Now senior councillors are set to rubber stamp a £65,000 spend to shore up the building ahead of a planned multi-million pound regeneration of the former mill area.

And the proposal has been backed by the chairman of Burnley’s civic society.

Roger Frost, who also sits on Burnley Council’s executive, said: “Neptune House is a small but significant building and it is important to save it.

“It dates from around 1825 and was originally a pub but I remember it being a printing company in later years.”

The £65,000 cash injection comes after the North West Development Agency (NWDA) earlier this month handed Burnley £4.9million to buy up historic Weavers’ Triangle buildings.

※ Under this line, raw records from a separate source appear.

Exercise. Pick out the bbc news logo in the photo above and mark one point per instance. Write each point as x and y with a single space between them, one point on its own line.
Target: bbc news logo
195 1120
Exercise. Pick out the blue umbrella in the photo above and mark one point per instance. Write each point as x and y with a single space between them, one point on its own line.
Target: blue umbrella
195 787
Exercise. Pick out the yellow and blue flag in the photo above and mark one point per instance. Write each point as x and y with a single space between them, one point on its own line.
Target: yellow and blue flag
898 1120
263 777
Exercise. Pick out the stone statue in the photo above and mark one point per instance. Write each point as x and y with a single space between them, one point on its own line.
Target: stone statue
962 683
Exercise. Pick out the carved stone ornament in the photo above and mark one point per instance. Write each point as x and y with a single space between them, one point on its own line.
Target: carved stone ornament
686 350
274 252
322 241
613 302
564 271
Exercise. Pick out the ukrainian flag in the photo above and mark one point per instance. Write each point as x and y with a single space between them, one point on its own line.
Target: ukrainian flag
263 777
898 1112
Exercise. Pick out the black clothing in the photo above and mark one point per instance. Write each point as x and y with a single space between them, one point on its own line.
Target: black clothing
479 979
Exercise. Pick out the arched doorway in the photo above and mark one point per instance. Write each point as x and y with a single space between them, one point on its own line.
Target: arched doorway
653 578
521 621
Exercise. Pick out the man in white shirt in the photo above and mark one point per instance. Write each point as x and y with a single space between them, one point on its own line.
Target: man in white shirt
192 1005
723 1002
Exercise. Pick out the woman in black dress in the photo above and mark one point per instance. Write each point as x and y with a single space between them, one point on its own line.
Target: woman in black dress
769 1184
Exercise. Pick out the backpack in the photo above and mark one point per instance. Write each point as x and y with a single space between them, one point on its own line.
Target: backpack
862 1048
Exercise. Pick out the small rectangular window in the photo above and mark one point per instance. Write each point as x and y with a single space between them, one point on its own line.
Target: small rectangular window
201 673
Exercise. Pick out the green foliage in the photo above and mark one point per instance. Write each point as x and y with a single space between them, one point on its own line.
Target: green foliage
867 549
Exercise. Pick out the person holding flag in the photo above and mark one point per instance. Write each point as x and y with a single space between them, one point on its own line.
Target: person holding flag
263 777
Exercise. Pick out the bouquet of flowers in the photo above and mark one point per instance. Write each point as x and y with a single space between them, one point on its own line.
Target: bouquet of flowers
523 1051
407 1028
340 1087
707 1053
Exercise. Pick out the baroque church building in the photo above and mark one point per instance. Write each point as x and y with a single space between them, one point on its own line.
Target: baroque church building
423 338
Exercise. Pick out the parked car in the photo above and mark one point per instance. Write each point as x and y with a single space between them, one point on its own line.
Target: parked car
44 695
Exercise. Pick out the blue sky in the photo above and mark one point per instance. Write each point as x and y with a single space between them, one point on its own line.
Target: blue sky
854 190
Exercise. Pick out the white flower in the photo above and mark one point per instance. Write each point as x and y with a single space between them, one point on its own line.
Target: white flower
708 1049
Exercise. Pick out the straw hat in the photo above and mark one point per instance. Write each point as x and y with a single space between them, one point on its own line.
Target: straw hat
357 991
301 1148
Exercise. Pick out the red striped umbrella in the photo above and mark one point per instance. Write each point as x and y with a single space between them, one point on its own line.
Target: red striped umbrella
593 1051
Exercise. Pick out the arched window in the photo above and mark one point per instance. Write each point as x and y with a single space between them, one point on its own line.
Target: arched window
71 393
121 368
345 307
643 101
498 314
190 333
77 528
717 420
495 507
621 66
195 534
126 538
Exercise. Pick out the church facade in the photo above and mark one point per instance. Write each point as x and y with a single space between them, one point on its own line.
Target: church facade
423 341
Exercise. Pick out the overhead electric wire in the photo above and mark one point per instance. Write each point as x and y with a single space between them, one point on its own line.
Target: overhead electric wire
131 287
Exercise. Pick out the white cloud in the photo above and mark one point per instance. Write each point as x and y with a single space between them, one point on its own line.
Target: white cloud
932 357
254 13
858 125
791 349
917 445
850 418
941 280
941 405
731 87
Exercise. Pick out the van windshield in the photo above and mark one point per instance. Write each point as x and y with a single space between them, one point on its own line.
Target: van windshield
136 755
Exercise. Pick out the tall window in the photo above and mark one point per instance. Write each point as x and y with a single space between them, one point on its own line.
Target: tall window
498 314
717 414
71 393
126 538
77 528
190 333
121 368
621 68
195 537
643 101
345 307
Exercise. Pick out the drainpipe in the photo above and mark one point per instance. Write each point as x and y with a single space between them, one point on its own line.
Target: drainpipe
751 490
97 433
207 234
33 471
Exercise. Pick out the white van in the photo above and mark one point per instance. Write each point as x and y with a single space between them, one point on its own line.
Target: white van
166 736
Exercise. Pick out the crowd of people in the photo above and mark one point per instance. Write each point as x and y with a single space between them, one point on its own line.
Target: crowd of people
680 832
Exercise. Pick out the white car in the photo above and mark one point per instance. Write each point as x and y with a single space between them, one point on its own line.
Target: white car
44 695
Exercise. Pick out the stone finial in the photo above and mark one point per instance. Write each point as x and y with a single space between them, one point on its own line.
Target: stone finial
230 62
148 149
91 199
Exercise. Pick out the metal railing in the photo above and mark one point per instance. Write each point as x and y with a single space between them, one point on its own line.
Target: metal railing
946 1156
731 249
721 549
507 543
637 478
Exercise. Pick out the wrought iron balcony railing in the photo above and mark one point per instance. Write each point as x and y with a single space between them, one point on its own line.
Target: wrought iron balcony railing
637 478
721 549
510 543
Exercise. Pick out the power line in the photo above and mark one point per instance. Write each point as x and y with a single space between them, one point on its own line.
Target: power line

The major scheme was last year put on the back-burner because of the credit crunch but regeneration chiefs insist they are still committed to the area.

Although the historic Clock Tower, in Sandygate, burned down around 10 years ago, many other buildings remain standing.

Mr Frost added: “Neptune House is not in a good state but it is right in the heart of the former mill area.

“All the people involved recognise its significance and the fact that the NWDA has put so much money into the Weavers’ Triangle shows its importance.”

On Tuesday ((28)), members of Burnley Council’s executive will be asked to approve the £65,000 spend.

Councillors will be told in a report: “If left unattended, Neptune House would deteriorate rapidly and eventually be lost.

“Several buildings have already been lost in the Weavers’ Triangle in recent years, most notably Clock Tower Mill.”